The Janet Theater was about four blocks from my house. The ancient building was a little hole in the wall that smelled like a candy factory with buttered popcorn and fountain sodas thrown into the mix. The owner ran the projector that chewed up film and broke down at least once during every movie.

As unsavory as the place may have been, it was the town baby sitter every Saturday afternoon, and parents were glad it was open. It gave mothers an opportunity to do the weekly shopping without kids in tow. It was also the major source of entertainment for teenagers who were not quite old enough to drive on Saturday night. Those privileged few who could drive and had access to a car went to the drive-in to do everything but watch movies.

Anyway, Halloween week was special at the Janet, and we looked forward to that memorable time every year. On Saturday and Sunday afternoon, the marquee read, "Eight Hours of Horror - 25 cents." For another quarter, we could get a fountain Coke in a paper cup, a bag of popcorn and a hot dog. For fifty cents, we were set for the day. If we had a dollar, we could eat enough candy to make us sick. We used to save our allowances for weeks before attending this major event. Kids under t12 owned the Janet on Saturday and Sunday afternoons.

We lined up an hour early to get a good seat. The bigger kids sat in the balcony and threw water balloons and popcorn at the kids down below. The owner hired high school football players to act as ushers and keep the peace. They occasionally caught a 12-year-old boy throwing a water balloon. They would sneak up behind him, pull him out of his seat by the scruff of the neck and throw him out to much applause and fanfare from the kids on the main floor. The kid would never tell his parents because he didn't want to get paddled for throwing water balloons.

The doors opened about 20 minutes or so before the show started. Anyone younger than 10 years old knows that 20 minutes is an interminably long time. Then we'd have to sit through a 15-minute news and sports reel followed by a half-hour of cartoons, which wasn't bad. Finally, they got to the real stuff.

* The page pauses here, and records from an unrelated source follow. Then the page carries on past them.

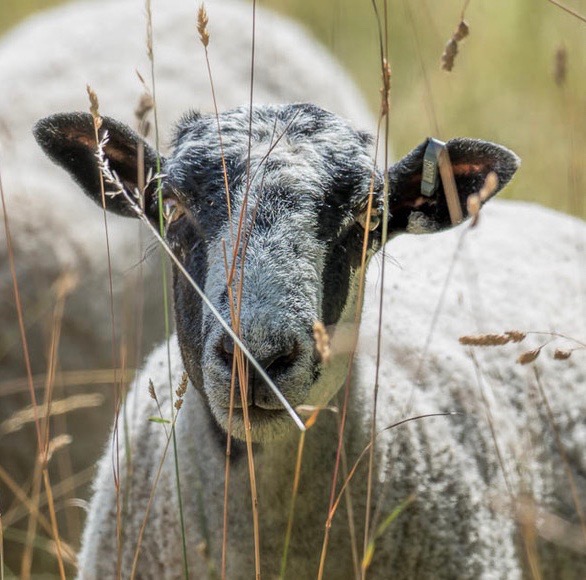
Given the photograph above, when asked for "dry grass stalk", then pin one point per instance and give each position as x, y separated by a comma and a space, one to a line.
475, 201
62, 406
451, 49
180, 391
94, 106
67, 379
560, 354
322, 341
560, 69
182, 388
563, 454
144, 106
568, 10
202, 23
493, 339
56, 444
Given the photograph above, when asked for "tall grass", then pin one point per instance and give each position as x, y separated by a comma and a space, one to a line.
502, 70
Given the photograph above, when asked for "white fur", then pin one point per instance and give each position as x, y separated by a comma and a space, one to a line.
45, 65
522, 269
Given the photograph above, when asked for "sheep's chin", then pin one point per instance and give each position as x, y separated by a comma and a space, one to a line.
266, 425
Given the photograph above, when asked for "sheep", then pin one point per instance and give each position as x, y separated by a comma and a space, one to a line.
44, 67
305, 181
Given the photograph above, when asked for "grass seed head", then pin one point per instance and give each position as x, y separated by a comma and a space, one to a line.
529, 356
202, 23
560, 354
152, 393
451, 49
94, 106
182, 388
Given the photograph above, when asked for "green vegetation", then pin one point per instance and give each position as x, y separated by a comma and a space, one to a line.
501, 88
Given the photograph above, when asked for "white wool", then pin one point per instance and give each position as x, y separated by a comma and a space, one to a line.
520, 269
45, 65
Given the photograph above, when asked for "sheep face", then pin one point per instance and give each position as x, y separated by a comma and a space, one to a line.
267, 215
291, 228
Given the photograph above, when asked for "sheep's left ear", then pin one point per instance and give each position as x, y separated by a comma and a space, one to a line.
416, 210
69, 140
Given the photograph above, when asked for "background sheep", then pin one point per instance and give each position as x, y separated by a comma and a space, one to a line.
472, 473
44, 67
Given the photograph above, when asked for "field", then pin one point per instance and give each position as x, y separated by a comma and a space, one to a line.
518, 79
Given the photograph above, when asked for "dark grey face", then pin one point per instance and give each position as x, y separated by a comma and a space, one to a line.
284, 222
297, 198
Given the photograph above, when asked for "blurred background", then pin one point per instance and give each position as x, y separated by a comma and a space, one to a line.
519, 78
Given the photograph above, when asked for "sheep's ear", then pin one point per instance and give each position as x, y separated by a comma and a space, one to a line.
69, 140
415, 209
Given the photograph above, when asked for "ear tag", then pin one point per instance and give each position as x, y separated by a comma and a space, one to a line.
430, 173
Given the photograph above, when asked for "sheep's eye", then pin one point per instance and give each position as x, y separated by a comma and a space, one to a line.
172, 210
370, 220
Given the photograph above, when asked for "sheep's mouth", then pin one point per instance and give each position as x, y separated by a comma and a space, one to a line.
257, 412
265, 424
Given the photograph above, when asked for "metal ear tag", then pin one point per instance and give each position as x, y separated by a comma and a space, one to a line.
430, 173
436, 165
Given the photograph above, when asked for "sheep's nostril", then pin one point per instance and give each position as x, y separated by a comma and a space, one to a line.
281, 361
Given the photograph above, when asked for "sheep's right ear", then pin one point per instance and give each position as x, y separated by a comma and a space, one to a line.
69, 140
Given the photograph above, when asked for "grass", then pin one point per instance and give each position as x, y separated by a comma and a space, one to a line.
498, 77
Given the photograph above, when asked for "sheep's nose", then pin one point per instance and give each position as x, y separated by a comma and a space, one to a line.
275, 363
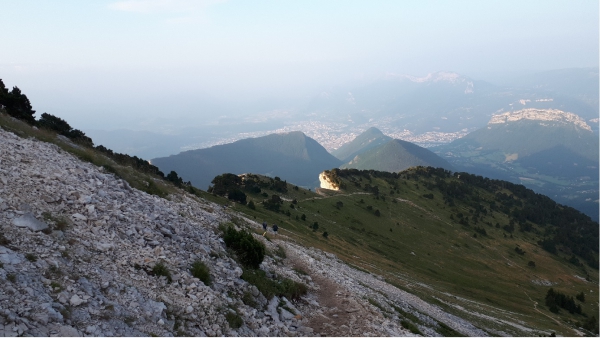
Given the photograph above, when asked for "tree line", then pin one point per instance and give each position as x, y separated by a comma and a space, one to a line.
17, 105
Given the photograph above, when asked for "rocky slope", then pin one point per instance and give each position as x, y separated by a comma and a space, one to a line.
77, 243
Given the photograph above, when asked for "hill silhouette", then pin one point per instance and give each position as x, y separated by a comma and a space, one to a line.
395, 156
369, 139
292, 155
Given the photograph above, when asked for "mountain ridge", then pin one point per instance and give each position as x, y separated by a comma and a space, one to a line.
292, 154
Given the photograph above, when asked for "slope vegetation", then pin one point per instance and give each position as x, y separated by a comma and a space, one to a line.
553, 152
481, 249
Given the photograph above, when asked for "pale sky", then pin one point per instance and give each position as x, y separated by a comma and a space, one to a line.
104, 63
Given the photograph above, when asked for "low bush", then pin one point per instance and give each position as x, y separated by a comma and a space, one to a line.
201, 271
249, 251
160, 269
410, 326
269, 287
234, 320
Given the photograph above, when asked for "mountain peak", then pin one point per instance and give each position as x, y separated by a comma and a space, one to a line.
533, 114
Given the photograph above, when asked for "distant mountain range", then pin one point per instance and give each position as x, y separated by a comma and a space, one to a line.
550, 151
297, 158
372, 150
292, 156
370, 138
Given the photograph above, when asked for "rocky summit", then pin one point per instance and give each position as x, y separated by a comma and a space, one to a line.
77, 247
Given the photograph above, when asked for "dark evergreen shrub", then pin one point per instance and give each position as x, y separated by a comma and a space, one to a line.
250, 252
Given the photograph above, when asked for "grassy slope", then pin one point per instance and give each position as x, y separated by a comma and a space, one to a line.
449, 265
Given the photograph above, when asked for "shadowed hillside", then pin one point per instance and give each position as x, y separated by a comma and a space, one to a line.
395, 156
293, 155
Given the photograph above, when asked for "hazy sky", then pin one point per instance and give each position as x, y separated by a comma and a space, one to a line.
107, 63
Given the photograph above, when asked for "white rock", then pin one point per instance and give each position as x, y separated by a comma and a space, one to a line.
29, 221
79, 216
75, 300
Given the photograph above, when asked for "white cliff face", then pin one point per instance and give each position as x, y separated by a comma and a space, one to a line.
533, 114
326, 184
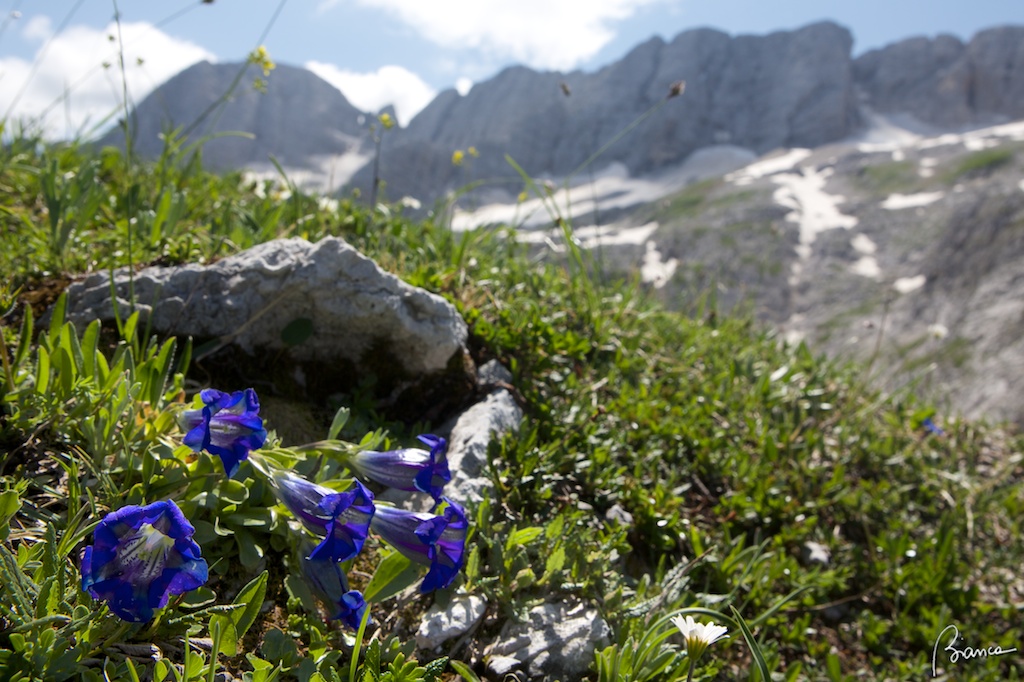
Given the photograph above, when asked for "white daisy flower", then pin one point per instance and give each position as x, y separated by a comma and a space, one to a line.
698, 636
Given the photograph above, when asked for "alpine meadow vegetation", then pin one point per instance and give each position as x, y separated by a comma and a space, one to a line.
672, 470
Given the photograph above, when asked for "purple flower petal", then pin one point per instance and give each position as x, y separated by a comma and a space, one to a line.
139, 557
408, 469
330, 584
341, 518
436, 541
228, 426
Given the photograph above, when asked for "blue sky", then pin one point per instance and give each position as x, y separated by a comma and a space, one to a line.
57, 57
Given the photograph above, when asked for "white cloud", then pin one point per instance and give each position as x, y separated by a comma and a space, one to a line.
543, 34
371, 92
72, 66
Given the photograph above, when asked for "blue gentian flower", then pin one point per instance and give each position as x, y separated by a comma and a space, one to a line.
139, 557
228, 426
409, 469
331, 585
341, 518
436, 541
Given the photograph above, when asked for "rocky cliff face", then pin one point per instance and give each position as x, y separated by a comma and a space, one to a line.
324, 124
943, 82
788, 88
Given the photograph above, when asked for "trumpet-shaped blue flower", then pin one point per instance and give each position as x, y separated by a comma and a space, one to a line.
409, 469
434, 540
139, 557
331, 585
341, 518
228, 426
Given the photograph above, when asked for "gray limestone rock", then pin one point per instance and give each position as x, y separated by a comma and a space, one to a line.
556, 640
788, 88
326, 123
943, 82
357, 317
442, 623
497, 414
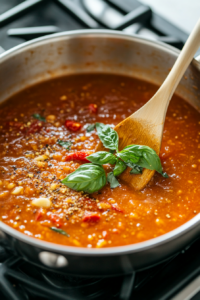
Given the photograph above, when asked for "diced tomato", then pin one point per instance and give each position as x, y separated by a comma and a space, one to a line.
39, 214
77, 156
17, 125
116, 207
36, 126
104, 234
72, 125
93, 108
91, 218
56, 219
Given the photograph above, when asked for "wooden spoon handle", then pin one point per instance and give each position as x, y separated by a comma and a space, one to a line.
183, 61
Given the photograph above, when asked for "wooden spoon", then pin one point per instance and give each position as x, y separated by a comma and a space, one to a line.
145, 126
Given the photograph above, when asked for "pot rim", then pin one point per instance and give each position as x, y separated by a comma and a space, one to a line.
71, 250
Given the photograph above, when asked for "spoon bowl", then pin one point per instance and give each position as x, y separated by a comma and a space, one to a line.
145, 126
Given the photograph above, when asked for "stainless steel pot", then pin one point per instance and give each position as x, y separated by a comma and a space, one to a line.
100, 51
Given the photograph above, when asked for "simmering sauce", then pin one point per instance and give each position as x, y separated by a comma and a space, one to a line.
33, 163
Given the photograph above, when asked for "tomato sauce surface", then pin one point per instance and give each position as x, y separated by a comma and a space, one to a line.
33, 163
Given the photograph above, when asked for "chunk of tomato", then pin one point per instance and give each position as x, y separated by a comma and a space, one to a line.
93, 108
72, 125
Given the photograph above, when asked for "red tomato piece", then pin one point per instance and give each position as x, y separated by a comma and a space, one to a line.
56, 219
36, 126
116, 207
93, 108
91, 218
72, 125
104, 234
80, 155
16, 125
39, 214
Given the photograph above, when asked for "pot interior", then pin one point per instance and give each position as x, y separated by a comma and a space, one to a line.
89, 51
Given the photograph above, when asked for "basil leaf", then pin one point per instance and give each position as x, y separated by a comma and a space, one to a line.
102, 158
91, 127
112, 180
65, 144
108, 136
136, 170
58, 230
148, 158
128, 157
119, 168
88, 178
38, 117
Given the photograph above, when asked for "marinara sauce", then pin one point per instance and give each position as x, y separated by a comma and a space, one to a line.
33, 162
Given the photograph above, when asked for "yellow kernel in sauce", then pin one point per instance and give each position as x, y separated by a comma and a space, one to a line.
101, 243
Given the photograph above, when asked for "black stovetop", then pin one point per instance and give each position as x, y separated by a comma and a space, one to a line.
20, 280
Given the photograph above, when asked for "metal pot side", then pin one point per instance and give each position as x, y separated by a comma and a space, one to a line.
96, 51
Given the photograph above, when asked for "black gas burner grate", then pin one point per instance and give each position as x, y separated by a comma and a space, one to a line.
24, 20
21, 280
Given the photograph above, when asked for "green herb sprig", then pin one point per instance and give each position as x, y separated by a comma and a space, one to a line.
91, 177
65, 144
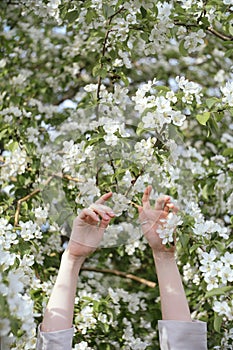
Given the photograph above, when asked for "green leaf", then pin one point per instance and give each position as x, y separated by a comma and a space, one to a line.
71, 16
203, 118
124, 78
217, 322
108, 11
182, 49
184, 239
143, 11
228, 152
90, 15
205, 192
218, 291
96, 69
13, 146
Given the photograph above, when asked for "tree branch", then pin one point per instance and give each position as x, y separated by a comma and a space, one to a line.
209, 29
37, 190
104, 48
121, 274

The owner would bring the house lights up, then slowly dim them until they went out. After about 30seconds of sitting in total darkness, the movie would begin. The sound system crackled, and the film was sometimes shaky as it made its way through the aging projector. Nonetheless, a real horror movie was starting and we were just on the edge of wetting our pants because we were so scared. Of what, I have no idea. Nothing had happened yet.

For the next hour and a half, not a piece of candy, kernel of popcorn, or sip of soda would pass our lips as we sat, stiff with fright, watching Boris Karloff play Frankenstein. We would suck in our breath, scream, and cover our eyes in all the appropriate places as Hollywood scared us to the point of sleepless nights, bad dreams, and a lifelong fear of the dark.

Lon Chaney, playing the dreaded Count Dracula, followed Frankenstein, and "The Thing" then filled the screen. We watched the destruction of the world in "The Attack of the Killer Tomatoes," followed by "The Human Hamburger Devours Chicago," (I made that up.) Anyway, we watched, mesmerized by cheap Hollywood effects, until eight hours of horror that kept our hearts beating like trip hammers finally ended.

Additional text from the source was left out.